YouPorn : « Le droit doit se renouveler face à la transformation du monde par l’espace numérique »
Comment parvenir à bloquer efficacement l’accès des mineurs aux contenus pornographiques sur internet ? C’est à cette difficile question que s’est attaquée l’ARCOM (Autorité de régulation de la communication audiovisuelle et numérique). avec pour l’instant un succès mitigé. Début septembre, alors que le régulateur demandait au juge de bloquer les cinq sites n’ayant pas obéi à son injonction de modifier leurs conditions d’accès, la justice a décidé de renvoyer le dossier devant un médiateur. Entre temps, un rapport sénatorial publié le 28 septembre souligne l’urgence d’agir. Nous avons demandé au professeur Marie-Anne Frison-Roche, spécialiste de droit de la compliance, comment à son avis il est possible de lutter efficacement contre les dérives de l’industrie pornographique.
Actu-Juridique : Dans l’affaire YouPorn, la décision du tribunal judiciaire de renvoyer le dossier vers la médiation a suscité un certain émoi. N’est-ce pas le signe d’une forme de renoncement de la justice, avec tout ce que cela implique d’un point de vue symbolique ?
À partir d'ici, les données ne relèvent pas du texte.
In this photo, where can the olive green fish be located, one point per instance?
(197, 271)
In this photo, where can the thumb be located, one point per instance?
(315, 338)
MAFR : Nous sommes tous très indignés du déferlement des contenus pornographiques que permet désormais internet et de l’accès sans entrave que, de fait, les enfants y ont. Le rapport sénatorial publié le 28 septembre 2022, Porno : l’enfer du décor, a qualifié d’ailleurs la situation de catastrophe systémique et souligne l’urgence d’une action. La remarquable étude annuelle du Conseil d’État publiée le 27 septembre 2022, Les réseaux sociaux. Enjeux et opportunité pour la puissance publique, souligne aussi que notre Droit doit se renouveler face à cette transformation du monde par l’espace numérique. C’est ce qu’avait fait l’ARCOM, en enjoignant à ces sites de mettre en place un système technique de vérification d’âge afin de s’assurer efficacement qu’ils étaient inaccessibles aux mineurs. À cela les sites ont répondu qu’ils auraient bien voulu, mais qu’ils en étaient incapables car soit les solutions disponibles étaient technologiquement inefficaces, soit elles étaient trop intrusives au regard du Droit protecteur des données personnelles. Dans l’attente de statuer sur le fond, le juge judiciaire saisi par l’ARCOM a estimé qu’en mettant tous les acteurs autour d’une table, on avait une chance de trouver une solution.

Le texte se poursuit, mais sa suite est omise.